To obtain the estimated carrier frequency in the general population, a calculation is made from the number of affected individuals in the population, based on the Hardy and Weinberg law (H-W law). This law denominates “p and q” the frequency of a normal allele and of a mutated allele, respectively. Likewise, in the case of recessive diseases,the frequency of affected individuals can be referred as q2, the frequency of healthy carriers as 2pq and the frequency of healthy individuals with the two normal alleles as p2. The H-W law also states that the sum of these 3 factors is always 1: in other words, p2+2pq+q2=1. Therefore, if the frequency of affected individuals of a recessive disease in general population is known, through this formula the value of p and q can be known and, therefore, calculate the frequency of healthy carriers in the general population (2pq). However, it should be noted that this law has limitations since it assumes no natural selection, no de novo mutations and no migration. In addition to these implicit limitations of the H-W law, there are many factors that can influence our calculations of the estimated carrier frequency, such as:

  • Existence of more than one gene that causes a disease. Sometimes there are diseases that may be due to alterations in different genes that cause a very similar phenotype, which may result in patients not being genetically diagnosed and, therefore, when the frequency of affected patients in the general population is calculated, this number is not accurate because the corresponding cases are not assigned to the correct gene.
  • Diseases with a mild form. If a disease can have different degrees of severity, it is possible that some of the affected individuals are not diagnosed with the disease, which leads to the total number of affected individuals in the population being underestimated and, therefore, the estimated frequency of carriers in the population is also lower than the real one.
  • Diseases whose course is so severe that some of those affected die prematurely, causing miscarriages in the early stages.
  • Lack of general databases that allow us to make an exact count of affected people. In many cases, patients are correctly diagnosed by their physician, but in the absence of a global registry it is not possible to obtain an exact number of affected people.

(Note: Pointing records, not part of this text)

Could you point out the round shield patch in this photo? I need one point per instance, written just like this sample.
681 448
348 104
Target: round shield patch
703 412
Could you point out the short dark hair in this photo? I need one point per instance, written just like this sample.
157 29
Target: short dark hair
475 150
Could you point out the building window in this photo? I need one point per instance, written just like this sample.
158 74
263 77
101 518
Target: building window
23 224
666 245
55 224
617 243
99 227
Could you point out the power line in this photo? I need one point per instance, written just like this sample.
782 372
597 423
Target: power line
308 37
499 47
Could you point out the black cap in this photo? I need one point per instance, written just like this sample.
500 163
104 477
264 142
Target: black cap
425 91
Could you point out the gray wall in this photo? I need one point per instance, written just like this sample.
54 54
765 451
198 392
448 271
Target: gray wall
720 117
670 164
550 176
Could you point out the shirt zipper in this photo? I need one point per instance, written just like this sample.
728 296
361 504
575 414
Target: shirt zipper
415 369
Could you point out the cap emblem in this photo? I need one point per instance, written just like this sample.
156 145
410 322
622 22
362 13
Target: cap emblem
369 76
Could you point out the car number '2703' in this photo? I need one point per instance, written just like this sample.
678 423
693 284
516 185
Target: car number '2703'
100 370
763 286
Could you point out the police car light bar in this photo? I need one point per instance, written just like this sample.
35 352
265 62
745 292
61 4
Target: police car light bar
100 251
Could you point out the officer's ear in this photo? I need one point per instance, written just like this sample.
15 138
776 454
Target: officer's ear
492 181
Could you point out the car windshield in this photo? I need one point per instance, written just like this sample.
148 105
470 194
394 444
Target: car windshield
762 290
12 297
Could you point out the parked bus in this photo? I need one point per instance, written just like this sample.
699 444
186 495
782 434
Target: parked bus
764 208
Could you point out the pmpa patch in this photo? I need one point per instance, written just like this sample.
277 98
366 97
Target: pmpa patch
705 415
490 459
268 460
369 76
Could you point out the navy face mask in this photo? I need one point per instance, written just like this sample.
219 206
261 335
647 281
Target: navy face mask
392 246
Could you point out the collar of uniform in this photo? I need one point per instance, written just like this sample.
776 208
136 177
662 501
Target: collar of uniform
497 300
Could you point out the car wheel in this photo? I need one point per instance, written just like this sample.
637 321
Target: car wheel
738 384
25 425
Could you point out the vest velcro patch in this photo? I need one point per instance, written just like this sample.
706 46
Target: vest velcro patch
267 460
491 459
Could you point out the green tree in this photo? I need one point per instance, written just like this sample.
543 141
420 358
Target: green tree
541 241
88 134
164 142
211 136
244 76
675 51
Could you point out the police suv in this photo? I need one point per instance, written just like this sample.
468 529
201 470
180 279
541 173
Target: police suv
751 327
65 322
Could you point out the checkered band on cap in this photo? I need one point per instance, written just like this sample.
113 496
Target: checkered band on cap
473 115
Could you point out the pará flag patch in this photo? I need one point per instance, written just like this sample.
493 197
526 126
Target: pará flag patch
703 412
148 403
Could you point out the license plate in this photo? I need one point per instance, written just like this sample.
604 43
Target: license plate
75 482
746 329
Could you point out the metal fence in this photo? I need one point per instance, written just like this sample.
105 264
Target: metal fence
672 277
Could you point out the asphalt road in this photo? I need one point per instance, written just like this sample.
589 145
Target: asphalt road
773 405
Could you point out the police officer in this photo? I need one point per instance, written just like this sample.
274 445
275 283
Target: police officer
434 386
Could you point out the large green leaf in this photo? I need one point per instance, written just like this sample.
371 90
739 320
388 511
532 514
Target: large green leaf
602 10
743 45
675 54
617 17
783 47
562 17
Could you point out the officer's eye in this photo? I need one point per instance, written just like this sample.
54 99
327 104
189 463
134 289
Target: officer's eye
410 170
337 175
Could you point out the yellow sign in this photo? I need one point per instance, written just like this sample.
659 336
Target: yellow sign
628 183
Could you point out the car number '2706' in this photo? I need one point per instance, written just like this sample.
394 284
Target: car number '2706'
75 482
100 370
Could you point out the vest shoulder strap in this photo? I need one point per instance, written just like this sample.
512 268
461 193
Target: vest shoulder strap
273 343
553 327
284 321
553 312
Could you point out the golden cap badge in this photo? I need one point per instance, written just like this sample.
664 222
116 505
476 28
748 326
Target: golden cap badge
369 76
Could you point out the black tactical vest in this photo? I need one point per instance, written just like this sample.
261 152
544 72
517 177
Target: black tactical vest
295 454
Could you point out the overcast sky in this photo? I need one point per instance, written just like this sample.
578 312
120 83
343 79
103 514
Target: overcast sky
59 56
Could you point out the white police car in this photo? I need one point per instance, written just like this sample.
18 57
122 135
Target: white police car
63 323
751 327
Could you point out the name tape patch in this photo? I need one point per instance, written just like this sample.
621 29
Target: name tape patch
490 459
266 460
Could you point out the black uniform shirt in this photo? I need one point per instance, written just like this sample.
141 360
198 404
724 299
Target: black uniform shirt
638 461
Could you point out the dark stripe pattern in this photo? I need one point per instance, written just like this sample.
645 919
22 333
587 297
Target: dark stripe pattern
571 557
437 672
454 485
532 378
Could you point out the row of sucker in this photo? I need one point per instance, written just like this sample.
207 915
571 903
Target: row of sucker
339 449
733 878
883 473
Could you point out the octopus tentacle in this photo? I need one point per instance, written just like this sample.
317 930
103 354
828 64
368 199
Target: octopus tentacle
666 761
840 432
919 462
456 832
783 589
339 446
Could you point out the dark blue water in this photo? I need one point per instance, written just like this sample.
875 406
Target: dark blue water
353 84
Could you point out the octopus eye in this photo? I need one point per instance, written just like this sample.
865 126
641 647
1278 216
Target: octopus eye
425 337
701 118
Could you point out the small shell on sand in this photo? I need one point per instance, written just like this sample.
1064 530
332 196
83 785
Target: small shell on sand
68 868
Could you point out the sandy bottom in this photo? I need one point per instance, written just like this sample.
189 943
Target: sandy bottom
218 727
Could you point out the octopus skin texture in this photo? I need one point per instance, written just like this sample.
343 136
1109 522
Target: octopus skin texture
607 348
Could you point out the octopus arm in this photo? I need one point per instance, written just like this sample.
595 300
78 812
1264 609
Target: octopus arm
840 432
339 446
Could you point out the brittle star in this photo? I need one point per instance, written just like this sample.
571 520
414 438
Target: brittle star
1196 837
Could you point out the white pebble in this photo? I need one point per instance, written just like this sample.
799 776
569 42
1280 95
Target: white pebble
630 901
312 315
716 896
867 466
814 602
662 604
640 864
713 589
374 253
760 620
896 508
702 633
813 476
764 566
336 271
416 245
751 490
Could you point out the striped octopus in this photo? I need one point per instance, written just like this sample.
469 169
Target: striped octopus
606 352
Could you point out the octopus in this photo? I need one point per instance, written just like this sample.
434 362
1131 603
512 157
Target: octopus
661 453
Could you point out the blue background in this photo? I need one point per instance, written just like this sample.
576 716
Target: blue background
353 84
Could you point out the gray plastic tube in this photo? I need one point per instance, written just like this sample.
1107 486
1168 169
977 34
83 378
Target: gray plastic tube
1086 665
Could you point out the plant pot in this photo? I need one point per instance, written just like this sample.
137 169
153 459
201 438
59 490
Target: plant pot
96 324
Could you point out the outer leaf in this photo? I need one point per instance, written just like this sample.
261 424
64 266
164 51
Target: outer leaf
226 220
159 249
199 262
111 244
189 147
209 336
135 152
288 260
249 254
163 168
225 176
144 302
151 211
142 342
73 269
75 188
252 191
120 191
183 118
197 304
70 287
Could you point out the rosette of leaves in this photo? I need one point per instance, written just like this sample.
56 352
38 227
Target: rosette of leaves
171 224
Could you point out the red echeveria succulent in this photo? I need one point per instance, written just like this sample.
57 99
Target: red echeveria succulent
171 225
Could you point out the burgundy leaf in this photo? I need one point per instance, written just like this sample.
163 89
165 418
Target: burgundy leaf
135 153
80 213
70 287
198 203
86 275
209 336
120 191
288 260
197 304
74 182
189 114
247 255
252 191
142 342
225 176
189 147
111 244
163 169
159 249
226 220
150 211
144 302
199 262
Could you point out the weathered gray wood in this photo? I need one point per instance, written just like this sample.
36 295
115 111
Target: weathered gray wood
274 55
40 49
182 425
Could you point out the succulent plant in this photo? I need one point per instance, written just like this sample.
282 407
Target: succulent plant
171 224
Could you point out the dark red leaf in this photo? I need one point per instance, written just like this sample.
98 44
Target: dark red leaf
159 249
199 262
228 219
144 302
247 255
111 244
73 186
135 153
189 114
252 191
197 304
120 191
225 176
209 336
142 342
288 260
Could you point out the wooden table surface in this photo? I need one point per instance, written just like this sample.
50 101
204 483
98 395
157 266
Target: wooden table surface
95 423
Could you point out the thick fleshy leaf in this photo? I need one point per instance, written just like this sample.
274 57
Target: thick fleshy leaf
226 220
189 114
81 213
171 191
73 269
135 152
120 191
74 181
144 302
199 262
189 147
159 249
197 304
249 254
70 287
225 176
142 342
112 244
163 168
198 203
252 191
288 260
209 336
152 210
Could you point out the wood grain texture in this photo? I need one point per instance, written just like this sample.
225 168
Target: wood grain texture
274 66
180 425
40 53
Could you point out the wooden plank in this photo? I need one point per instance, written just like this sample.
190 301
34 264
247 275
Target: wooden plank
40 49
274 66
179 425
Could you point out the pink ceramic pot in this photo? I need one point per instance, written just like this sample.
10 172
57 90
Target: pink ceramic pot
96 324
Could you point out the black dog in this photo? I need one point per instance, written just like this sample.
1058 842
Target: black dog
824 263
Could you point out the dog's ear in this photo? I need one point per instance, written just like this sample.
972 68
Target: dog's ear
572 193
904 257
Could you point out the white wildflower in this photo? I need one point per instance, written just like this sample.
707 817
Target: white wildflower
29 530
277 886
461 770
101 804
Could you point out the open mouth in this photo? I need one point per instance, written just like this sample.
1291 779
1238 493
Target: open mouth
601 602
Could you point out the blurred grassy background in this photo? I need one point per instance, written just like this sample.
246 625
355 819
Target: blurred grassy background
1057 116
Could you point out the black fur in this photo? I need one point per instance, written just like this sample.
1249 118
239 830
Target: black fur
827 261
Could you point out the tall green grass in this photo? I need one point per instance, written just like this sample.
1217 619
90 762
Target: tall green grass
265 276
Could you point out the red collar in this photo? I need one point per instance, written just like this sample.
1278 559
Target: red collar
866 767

Another way of assessing carrier frequencies, which does not require a reliable count of affected individuals in the general population or the assumptions of the H-W law, is to perform genetic screening studies in a large number of individuals from the general healthy population. Then a manual curation of the identified variants has to be performed for each of them, which means that it has to be decided, by means of tools such as literature searches, functional studies and predictors, which of the variants found are pathogenic or probably pathogenic (and, therefore, can lead to a disease). Thus, the observed carrier frequency will be obtained. This method also has its limitations, such as:

  • Variants of uncertain significance. Most people are carriers of changes in their DNA that with the information currently available it is not possible to determine whether they can lead to disease (pathogenic) or not.
  • Group of individuals analyzed. If individuals are selected randomly, it is possible that some populations may be underrepresented. If a disease is particularly prevalent in a population and there are few individuals from that population in the group of individuals analyzed, the observed frequency will be lower than the real frequency. Likewise, if the proportion of individuals from a population in the group is higher than the proportion of individuals from that population in the general population, the observed carrier frequency will be higher than the actual frequency.

In conclusion, each method has its advantages and disadvantages, so there is no method better than the other. However, it is expected that as science and diagnostic methods improve, the limitations of the analysis for observed frequencies can be overcome so that real carrier frequencies in the general population and in specific populations can be more accurately estimated.